Community MW came round later afternoon - were great - lots of skin to skin laying down at home in a bed - also helped me feed on my side - and told me if I wasn't feeling I should be pumping on day 3 when milk wasn't completely in. They also suggest lots of oats and fluids. They said baby always got more than the pumps - which was true for me as pumping never got much even months later.

Other friends ended up giving a bottle and sorting bf when they got home – which as they were less stressed and could access help went better for them.

SnuggyBuggy · 16/04/2019 12:32

Reading this I do wonder if our shithole postnatal wards contribute to low exclusive breastfeeding rates

Siameasy · 16/04/2019 12:49

I never got much off with the pump in the first few days I think it was day 5 I finally got her on the boob with the help of a nipple shield. Hand expressing is good in the early days.

mondaylisasmile · 16/04/2019 13:06

It always amazes me why people are so wet lettuce British in these threads.

Tell the ignorant visitors with mobiles going off, stealing bedside chairs, playing music, causing mayhem at 6am to shut the fuck up (be as blunt or polite as you like) - it's a recovery hospital ward, not a zoo or family day out. If anyone gives grief, that's where your own advocates need to support you - partners, family, escalate to the staff about the impact their inconsiderate behaviour is having!

Why are people putting up with this nonsense? The nurses may be busy but telling rowdy visitors off with a warning then a request to leave if they're unduly disturbing other patients is part of their remit. Use them!

(And no, having a traumatic delivery doesn't excuse playing music on phones without headphones so that all the patients have to be disturbed by it.. it's basic courtesy)

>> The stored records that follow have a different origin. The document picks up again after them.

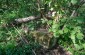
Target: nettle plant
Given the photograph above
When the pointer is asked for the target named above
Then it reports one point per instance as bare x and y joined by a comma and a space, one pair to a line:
68, 30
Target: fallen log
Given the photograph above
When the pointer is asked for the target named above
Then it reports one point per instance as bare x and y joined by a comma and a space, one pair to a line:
22, 20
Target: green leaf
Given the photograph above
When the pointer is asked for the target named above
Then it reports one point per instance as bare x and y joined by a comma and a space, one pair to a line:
74, 1
60, 31
77, 46
73, 38
80, 36
66, 30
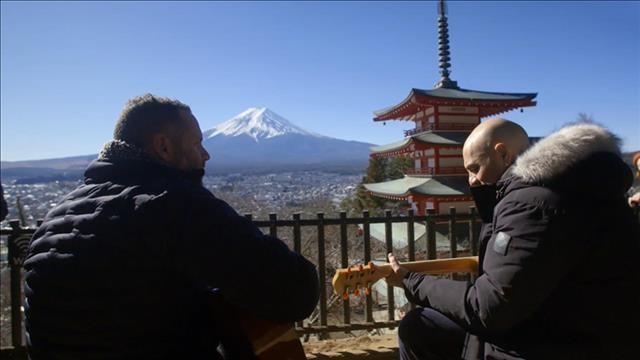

FlaviaAlbia · 16/04/2019 13:10

Probably in my case because I was exhausted, in pain, trapped in bed with a catheter and worried about DC not feeding mondaylisasmile.

When your reserves are running low sometimes you just don't have energy or you feel too vunerable for an argument.

NaturatintGoldenChestnut · 16/04/2019 13:14

Reading this I do wonder if our shithole postnatal wards contribute to low exclusive breastfeeding rates

Oh, I think they definitely do. It's not going to be conducive to feeding if you're completely exhausted, don't have enough to eat or drink (not everyone has some man who can be there doing the job the staff should be doing) because you can't get to the food trolley, no privacy being a ward setting and with loads of visitors.

I learned quickly to give formula just to get out and then sort out breastfeeding.

NaturatintGoldenChestnut · 16/04/2019 13:17

Why are people putting up with this nonsense?

With DD1, I hadn't slept in 48 hours, 32 hour labour, forceps and stitches, couldn't feel my legs for hours after just didn't have the energy to tell off rowdy people. With DD2 and DS I got luckier with the deliveries and made sure I went home by formula feeding because having just given birth and having a newborn didn't make me feel empowered to confront aggressive, loud people.